[XML-SIG] Using PyExpat.py

Lars Marius Garshol larsga@garshol.priv.no
20 Feb 2001 00:03:51 +0100


* Uche Ogbuji
|
| Most XML processing specifications mandate that the URI of the XML
| entity that contains an infoset node is used as the basis for
| further processing.  To me, this argues strongly for dropping local
| files rather than URIs if we must choose.  Some XML specs would be
| very difficult to implement properly if the low-level tools became
| file-system-only readers.

* Guido van Rossum
| 
| Can you give more details of how this is used? 
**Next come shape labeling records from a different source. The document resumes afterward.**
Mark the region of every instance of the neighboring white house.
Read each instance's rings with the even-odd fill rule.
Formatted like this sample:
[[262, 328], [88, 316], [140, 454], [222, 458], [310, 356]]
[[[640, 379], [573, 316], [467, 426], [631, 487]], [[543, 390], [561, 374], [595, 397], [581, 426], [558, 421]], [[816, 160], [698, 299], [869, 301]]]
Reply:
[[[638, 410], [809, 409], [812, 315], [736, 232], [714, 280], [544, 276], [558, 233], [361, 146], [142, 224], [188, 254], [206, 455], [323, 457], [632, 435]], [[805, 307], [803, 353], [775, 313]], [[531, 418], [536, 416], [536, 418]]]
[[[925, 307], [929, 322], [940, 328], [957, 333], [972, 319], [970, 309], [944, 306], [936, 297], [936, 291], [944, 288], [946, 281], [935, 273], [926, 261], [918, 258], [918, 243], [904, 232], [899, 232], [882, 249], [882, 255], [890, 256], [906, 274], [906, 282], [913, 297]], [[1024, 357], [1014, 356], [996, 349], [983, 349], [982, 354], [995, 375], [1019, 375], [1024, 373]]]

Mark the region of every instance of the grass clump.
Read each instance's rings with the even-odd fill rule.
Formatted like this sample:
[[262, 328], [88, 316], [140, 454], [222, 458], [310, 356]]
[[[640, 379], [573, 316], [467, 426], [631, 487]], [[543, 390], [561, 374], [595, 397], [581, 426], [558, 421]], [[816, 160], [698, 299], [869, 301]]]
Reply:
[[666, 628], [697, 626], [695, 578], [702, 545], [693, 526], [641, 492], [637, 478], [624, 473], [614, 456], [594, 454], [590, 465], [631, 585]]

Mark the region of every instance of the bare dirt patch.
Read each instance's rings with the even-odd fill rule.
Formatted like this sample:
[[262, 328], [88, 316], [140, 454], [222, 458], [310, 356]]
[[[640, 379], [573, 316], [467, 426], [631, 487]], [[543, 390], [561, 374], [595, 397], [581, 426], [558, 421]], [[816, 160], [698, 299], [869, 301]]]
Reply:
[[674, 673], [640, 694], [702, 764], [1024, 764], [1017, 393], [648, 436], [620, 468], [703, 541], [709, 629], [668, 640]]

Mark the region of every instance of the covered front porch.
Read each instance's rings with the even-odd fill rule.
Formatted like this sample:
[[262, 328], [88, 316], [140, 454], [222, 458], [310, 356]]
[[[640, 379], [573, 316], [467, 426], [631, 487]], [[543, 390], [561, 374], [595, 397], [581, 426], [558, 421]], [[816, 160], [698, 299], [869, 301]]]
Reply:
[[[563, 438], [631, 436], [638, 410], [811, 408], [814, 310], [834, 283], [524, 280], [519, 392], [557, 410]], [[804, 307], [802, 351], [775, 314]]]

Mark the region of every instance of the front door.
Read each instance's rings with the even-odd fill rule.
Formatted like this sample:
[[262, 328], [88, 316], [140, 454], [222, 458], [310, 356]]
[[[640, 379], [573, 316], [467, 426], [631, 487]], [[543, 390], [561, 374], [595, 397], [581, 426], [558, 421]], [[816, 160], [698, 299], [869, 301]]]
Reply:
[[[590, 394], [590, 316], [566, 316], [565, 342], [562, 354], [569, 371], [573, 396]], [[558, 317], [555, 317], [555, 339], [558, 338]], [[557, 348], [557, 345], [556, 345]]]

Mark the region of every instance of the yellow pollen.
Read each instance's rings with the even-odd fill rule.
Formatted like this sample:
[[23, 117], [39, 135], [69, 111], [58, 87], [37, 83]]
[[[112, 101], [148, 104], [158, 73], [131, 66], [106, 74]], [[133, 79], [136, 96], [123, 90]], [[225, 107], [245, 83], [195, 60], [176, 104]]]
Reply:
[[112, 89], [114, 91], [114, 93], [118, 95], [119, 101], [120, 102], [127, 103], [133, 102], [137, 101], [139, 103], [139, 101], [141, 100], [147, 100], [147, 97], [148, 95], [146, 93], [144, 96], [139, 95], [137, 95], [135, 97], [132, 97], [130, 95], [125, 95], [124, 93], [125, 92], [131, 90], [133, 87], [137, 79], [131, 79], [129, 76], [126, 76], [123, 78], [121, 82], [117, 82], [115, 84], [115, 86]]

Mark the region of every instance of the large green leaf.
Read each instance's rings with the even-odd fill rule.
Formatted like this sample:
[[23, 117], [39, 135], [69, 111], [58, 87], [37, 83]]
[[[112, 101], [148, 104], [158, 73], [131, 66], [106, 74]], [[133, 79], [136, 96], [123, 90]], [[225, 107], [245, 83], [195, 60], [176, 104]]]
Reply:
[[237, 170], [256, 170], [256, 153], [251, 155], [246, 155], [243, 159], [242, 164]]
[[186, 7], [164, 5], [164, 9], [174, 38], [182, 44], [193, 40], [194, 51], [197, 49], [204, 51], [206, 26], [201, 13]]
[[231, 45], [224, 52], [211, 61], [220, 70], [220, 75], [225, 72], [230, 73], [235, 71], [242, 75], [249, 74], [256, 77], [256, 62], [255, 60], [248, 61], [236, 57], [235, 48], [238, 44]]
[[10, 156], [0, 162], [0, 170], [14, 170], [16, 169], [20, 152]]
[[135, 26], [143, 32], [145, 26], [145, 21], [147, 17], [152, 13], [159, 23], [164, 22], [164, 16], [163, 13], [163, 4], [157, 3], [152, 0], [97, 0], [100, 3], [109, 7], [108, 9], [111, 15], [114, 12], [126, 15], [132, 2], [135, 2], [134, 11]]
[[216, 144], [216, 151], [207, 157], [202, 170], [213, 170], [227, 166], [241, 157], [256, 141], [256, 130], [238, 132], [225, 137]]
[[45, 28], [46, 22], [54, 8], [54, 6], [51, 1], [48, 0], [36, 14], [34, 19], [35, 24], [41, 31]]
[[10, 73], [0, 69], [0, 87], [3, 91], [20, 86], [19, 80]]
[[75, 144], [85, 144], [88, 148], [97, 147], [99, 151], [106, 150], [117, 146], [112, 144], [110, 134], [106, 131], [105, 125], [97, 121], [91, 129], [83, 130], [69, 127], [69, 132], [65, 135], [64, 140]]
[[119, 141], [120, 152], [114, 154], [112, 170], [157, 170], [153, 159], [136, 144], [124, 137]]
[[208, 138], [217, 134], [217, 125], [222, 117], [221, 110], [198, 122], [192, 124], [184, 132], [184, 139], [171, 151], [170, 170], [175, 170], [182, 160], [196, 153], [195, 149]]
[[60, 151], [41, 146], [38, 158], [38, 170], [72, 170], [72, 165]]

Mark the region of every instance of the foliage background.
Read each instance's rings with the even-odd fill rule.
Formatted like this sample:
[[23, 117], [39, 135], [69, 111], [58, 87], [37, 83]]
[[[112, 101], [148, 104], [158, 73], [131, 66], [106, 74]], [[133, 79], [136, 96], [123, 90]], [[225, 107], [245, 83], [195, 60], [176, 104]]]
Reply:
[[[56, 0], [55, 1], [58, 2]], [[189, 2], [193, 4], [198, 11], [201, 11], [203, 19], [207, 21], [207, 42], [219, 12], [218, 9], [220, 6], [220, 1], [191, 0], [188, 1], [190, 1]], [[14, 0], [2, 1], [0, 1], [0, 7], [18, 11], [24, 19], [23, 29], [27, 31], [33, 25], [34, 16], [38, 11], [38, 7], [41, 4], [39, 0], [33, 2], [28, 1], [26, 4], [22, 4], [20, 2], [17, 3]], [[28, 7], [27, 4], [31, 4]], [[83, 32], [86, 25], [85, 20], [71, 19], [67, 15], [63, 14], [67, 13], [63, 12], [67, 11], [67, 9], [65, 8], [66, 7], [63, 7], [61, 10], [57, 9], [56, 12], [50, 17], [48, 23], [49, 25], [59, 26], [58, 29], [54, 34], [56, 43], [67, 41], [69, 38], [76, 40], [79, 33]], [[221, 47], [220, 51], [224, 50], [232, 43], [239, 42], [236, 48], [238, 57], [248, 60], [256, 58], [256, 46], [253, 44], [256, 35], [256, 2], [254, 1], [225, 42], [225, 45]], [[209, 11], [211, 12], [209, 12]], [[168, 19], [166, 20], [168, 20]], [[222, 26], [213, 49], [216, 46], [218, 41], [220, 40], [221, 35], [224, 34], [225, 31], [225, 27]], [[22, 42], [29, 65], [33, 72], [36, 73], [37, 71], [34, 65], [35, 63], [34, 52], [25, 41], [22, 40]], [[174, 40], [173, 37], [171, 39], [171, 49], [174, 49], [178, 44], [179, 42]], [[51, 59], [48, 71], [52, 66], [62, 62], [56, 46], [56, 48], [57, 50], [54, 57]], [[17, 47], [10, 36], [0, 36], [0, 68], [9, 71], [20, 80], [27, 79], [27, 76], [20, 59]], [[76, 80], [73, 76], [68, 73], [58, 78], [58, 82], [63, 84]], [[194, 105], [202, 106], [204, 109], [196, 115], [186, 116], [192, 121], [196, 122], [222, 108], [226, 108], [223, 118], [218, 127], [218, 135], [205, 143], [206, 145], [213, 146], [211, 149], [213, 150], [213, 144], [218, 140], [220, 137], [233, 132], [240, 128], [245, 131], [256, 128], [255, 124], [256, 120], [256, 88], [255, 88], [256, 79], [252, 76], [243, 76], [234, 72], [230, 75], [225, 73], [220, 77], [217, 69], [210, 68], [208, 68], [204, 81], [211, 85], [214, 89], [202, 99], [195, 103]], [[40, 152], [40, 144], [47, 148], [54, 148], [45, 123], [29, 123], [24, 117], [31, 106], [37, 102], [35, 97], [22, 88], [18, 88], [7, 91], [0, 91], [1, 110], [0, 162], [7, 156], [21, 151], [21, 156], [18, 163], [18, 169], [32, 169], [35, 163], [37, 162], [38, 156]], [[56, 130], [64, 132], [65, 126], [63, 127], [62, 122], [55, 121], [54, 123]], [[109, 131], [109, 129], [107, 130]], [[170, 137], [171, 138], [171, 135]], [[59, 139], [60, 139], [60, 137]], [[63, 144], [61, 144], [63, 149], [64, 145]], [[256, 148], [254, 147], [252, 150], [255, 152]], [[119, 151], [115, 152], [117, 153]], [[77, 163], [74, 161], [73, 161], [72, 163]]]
The simplest example is perhaps

  <!DOCTYPE doc [
    <!ENTITY chapter1 SYSTEM "chapter1.xml">
    <!ENTITY chapter2 SYSTEM "chapter2.xml">
    <!ENTITY chapter3 SYSTEM "chapter3.xml">
    <!-- ... -->
  ]>
  <doc>
  <title>The Meaning of Life</title>

  <part><title>Life, the Universe and Everything</title>
  &chapter1;
  &chapter2;
  &chapter3;
  <!-- ... -->
  </part>
  </doc>

This XML document is really a hub document for a book, which contains
metadata about the book (the title), the part structure and references
to each chapter. The chapters, however, reside in files.  

The XML recommendation says clearly that the bit after the 'SYSTEM'
must be a URI, and that it is turned into an absolute URI by being
resolved against the base URI of the document.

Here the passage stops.